SOC 310 (First semester)

Structure, agency and power in social theory 

How do we theorise the interrelationships between structure, agency, and power in society? This is the central question in this module, which provides students with an intensive introduction to critical social theories. Engaging with current affairs and debates in society, the module will enable students to learn how to develop theoretical knowledge about the ways in which power is structured and exercised in society – both from above and below, as well as across fields (the economic, the political, the cultural) and scales (the body, private and public spheres, communities and nation-states, and the world-system).

 

SOC 321 (Second semester)

Thinking methodologically 

This module sets out to introduce students to ‘doing research’. In this respect, the assumptions and processes underpinning methodological choices in sociological research are considered in order to think about foundations of research, about how knowledge claims are made, how science is conceptualised, what role theory plays, as well as how values and ethics shape the politics of research. In addition to these foundational questions, a broad introduction to methods used in social research is provided by considering both the theoretical dimensions and practical application of various research tools.

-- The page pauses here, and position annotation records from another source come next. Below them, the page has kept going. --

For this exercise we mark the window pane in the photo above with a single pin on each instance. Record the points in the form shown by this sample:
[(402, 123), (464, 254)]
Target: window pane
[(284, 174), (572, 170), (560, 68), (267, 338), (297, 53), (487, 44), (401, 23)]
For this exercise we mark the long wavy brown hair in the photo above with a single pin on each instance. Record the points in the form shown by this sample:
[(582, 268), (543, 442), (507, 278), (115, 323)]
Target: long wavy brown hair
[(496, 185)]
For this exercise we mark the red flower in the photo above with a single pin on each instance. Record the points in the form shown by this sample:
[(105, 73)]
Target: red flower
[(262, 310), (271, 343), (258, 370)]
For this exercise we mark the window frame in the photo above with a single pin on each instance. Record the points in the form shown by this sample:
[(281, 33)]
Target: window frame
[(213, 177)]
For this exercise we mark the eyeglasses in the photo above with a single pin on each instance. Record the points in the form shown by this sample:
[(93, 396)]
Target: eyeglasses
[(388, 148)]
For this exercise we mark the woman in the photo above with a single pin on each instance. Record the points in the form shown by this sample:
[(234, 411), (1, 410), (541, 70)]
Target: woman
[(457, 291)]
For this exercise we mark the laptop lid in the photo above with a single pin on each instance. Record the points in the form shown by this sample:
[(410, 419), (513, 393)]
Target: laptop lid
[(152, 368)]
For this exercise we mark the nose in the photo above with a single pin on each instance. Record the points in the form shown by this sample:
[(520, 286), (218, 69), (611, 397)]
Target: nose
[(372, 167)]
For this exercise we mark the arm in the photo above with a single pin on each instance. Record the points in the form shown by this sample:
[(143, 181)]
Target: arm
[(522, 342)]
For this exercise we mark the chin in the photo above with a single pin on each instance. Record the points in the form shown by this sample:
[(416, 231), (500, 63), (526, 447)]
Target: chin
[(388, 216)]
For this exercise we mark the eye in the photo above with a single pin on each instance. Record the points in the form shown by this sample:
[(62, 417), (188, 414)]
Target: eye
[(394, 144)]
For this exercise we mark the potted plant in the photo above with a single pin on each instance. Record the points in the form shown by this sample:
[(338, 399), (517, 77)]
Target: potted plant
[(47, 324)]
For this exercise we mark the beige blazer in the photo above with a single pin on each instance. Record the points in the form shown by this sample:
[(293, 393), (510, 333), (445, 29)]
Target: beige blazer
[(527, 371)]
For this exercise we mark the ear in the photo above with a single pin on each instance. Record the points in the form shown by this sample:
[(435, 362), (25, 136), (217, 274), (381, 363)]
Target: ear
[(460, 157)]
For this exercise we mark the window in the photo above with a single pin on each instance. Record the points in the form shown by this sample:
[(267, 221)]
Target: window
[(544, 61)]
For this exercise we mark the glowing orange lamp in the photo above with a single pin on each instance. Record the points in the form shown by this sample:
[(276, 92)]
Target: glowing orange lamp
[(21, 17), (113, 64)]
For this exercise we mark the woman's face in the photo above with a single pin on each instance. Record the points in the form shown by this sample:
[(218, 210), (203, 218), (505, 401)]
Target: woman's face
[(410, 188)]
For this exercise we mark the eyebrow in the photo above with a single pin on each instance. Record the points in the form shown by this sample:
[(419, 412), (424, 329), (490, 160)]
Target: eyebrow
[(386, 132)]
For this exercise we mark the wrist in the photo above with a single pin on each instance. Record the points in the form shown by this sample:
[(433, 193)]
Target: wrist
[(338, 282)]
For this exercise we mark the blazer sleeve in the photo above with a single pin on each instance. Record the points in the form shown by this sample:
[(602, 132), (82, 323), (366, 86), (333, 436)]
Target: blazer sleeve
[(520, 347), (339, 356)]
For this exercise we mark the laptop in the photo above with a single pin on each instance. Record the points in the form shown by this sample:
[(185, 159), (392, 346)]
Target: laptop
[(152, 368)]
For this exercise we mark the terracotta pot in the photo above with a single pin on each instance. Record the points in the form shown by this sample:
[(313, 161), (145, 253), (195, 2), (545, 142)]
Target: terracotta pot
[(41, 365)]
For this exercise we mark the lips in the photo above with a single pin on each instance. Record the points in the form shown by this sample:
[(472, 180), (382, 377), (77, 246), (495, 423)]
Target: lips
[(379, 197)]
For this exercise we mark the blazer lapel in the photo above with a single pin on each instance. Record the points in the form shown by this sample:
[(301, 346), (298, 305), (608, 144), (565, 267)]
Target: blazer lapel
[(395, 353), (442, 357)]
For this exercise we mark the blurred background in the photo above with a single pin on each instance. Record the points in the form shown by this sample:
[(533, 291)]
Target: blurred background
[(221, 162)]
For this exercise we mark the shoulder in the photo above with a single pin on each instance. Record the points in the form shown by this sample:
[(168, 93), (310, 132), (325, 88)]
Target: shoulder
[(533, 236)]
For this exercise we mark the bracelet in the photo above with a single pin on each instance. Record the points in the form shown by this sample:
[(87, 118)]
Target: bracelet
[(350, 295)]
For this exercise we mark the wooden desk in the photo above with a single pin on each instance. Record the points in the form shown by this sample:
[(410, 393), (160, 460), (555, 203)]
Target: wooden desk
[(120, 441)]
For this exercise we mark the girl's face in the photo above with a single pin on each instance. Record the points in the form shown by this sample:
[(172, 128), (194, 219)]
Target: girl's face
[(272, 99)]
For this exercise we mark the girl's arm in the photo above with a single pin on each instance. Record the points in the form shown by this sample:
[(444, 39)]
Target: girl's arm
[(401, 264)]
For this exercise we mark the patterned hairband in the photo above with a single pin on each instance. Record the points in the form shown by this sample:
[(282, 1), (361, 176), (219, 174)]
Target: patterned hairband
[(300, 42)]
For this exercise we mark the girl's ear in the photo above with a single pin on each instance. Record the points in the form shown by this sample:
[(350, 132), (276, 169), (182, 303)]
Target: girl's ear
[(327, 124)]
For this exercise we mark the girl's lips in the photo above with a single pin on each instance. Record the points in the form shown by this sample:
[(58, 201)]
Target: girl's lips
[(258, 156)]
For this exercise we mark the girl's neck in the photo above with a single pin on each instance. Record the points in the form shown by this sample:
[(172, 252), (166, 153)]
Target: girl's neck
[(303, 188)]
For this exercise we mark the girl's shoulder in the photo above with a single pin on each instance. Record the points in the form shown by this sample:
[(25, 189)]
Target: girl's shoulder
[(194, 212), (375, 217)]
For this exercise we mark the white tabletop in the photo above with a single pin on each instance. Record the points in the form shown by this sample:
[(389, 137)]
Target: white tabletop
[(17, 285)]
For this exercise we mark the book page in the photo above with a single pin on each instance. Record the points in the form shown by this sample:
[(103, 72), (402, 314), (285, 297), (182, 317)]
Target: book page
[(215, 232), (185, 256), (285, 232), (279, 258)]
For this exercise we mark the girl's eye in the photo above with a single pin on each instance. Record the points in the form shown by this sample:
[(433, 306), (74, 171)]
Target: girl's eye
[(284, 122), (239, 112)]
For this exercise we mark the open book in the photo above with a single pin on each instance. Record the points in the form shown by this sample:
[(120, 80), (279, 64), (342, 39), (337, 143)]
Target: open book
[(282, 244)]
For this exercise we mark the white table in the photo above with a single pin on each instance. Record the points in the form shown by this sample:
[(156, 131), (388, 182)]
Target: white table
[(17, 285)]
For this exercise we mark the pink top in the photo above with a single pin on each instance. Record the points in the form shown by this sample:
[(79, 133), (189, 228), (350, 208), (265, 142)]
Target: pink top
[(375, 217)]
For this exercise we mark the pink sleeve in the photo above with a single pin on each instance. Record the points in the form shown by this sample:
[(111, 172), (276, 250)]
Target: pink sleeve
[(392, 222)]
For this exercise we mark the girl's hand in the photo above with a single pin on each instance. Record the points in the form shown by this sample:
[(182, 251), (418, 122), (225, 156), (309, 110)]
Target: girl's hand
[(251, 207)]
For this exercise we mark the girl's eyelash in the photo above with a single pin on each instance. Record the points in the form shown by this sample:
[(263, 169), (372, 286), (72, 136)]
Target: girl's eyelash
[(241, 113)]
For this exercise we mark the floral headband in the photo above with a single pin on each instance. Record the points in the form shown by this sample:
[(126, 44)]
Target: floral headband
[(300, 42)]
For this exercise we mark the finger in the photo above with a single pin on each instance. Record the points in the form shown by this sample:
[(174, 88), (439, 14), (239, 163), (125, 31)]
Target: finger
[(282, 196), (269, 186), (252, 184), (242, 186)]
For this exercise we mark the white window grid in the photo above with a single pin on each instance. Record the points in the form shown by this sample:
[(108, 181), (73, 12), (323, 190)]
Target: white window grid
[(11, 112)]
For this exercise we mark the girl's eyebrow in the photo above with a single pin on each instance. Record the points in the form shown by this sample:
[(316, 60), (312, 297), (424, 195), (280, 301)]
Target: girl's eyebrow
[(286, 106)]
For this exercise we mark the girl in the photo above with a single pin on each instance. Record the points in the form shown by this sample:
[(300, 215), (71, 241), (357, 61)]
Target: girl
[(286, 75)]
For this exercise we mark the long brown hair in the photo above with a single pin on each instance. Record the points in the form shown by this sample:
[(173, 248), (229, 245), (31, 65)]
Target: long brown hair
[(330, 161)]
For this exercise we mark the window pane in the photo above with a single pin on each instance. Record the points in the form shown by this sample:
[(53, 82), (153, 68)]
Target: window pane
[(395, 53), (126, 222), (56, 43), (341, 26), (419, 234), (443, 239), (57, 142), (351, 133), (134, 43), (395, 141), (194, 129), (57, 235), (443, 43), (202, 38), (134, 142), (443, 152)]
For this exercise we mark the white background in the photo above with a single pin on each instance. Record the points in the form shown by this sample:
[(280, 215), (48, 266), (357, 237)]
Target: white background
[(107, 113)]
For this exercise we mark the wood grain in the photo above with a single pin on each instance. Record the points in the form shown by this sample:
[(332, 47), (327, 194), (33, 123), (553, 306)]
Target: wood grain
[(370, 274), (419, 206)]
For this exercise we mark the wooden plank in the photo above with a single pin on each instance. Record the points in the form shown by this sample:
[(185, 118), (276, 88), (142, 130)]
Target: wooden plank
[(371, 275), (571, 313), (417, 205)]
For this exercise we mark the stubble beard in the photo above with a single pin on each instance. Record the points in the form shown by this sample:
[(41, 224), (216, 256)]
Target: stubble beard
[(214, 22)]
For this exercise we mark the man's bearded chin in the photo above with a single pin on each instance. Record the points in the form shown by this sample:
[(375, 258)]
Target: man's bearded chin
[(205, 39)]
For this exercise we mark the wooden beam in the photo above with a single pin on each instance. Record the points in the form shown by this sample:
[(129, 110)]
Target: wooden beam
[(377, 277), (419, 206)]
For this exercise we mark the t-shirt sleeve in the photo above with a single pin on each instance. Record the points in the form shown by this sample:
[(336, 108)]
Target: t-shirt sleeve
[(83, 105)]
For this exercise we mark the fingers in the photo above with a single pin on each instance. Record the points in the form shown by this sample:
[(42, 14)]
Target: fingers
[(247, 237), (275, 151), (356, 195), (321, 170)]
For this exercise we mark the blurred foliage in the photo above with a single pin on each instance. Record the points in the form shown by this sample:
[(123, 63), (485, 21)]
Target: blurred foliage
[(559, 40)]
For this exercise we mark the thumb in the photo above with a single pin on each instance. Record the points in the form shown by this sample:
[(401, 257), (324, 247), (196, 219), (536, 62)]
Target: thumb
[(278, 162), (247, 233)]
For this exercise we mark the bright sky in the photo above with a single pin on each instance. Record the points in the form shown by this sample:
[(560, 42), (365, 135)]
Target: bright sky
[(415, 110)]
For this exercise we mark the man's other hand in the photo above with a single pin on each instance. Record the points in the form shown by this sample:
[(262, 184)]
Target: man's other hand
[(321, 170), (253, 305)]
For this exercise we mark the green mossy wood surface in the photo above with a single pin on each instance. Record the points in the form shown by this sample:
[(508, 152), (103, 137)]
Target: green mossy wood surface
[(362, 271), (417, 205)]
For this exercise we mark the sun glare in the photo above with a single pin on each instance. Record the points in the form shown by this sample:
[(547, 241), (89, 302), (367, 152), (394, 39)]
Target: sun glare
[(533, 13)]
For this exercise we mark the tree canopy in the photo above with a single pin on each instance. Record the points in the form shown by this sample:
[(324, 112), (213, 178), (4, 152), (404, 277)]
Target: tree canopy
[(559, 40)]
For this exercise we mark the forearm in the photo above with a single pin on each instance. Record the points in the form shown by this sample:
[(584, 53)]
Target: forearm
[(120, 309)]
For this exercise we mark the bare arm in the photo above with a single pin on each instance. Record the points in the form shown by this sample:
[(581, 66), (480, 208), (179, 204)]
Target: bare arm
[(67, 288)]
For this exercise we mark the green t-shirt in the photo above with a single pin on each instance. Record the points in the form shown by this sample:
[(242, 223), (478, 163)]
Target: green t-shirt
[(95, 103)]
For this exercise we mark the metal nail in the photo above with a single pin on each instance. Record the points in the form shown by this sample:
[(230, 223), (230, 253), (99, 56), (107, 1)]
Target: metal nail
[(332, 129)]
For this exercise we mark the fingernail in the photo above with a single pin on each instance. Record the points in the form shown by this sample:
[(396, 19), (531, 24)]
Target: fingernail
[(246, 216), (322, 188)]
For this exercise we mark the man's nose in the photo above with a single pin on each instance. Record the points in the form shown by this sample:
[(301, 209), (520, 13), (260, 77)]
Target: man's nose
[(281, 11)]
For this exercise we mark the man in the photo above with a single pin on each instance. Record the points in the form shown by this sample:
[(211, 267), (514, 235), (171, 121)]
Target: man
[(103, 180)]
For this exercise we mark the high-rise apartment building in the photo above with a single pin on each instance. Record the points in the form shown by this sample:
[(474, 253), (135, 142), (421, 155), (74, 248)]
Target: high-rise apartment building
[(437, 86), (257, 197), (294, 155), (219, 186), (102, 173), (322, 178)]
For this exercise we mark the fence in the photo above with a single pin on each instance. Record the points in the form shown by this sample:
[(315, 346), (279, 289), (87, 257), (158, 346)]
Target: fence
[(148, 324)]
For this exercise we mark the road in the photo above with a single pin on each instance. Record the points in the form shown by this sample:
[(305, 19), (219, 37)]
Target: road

The purpose of the module is to equip students with the necessary competence to, describe ontological and epistemological debates and different approaches to research in the social sciences, delineate a research problem, identify units of analysis, make sampling decisions and formulate questions and hypothesis as well as understand the principles of quantitative (elementary statistical decision-making) and qualitative data analysis.

All undergraduate courses and modules pay close attention to South African society.